Erik Lamb, Andres De Hoyos, Professor James Gaskin, and Austen Smack

Three BYU students are beefing up the face of agriculture with a new venture that could go from MISM capstone course to cash cow.

Erik Lamb, Austen Smack, and Andres De Hoyos are designing a data-connected ear tag to track the movement of cattle. This new device, called CattleGuard, will improve herd management for ranchers, allowing them to see where all of their livestock is at any given moment. The solar-powered, GPS-based ear tag sends a notification to the owner when an animal is beyond a certain perimeter. This helps prevent theft as well as any cattle-related car accidents or fatalities.

After serving an LDS mission amongst ranchers in St. Louis, Smack discovered how big of a challenge herd management can be. Speaking to the ranchers about their difficulties helped Smack come up with the idea for CattleGuard.

“Part of the MISM capstone is finding solutions to real-life problems using skills we’ve learned in the information systems program,” Smack says. “So it was a good parallel of solving a problem we knew about with something we’ve learned.”

In lieu of a master’s thesis, MISM students complete a capstone course over two semesters.
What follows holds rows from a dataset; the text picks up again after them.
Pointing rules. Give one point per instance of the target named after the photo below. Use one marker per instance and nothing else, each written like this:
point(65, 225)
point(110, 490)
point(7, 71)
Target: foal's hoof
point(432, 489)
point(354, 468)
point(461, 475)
They can choose to undertake any project that coalesces the knowledge and skills they’ve gained from the program and helps launch them into their careers.
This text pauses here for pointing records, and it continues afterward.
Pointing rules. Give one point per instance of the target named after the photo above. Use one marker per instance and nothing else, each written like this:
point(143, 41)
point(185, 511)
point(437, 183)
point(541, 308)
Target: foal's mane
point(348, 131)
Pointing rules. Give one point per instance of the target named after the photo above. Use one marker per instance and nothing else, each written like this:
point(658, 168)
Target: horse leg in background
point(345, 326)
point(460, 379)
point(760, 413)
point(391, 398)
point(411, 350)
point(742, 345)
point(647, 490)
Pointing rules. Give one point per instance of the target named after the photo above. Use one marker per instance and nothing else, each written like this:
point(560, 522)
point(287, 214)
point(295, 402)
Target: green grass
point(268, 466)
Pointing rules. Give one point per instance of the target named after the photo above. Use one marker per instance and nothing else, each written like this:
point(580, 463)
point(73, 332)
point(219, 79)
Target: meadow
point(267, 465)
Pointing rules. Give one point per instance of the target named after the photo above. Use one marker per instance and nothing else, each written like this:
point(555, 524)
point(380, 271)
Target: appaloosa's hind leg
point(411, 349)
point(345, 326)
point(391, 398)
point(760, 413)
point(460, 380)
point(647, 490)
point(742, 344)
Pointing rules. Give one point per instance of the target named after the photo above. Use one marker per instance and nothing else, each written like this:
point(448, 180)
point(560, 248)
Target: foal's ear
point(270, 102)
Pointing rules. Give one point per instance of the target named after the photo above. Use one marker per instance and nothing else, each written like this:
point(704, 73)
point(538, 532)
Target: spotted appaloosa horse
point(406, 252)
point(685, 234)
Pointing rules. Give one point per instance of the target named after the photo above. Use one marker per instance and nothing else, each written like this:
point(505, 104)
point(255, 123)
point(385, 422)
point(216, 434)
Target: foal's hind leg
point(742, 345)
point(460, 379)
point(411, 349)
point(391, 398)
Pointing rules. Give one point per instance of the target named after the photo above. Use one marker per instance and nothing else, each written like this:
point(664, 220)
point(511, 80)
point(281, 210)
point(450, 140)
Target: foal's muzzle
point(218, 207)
“It should be something that at the water cooler at their future job, they will tell their coworkers about what they did, and they will think, ‘Wow, that’s cool,’” says information systems professor Tom Meservy.


Steven Noyce

The CattleGuard team is developing the software and hardware behind the ear tag with the help of faculty advisor James Gaskin along with Nano engineer and BYU alum Steven Noyce. The team will continue developing the device this semester and plans to run a beta test in March.

“A lot of students come into the capstone class with a small idea,” says Gaskin, assistant professor of information systems. “But then they realize that this isn’t just a school project. This could be real; this could turn into a company.”

CattleGuard is expected to save ranchers money, allow them to manage larger herds, and, most importantly, save lives.

“We have great students that are going to do a lot of good using technology,” Meservy says. “Our goal is to help the students make a difference in their occupations, communities, and families.”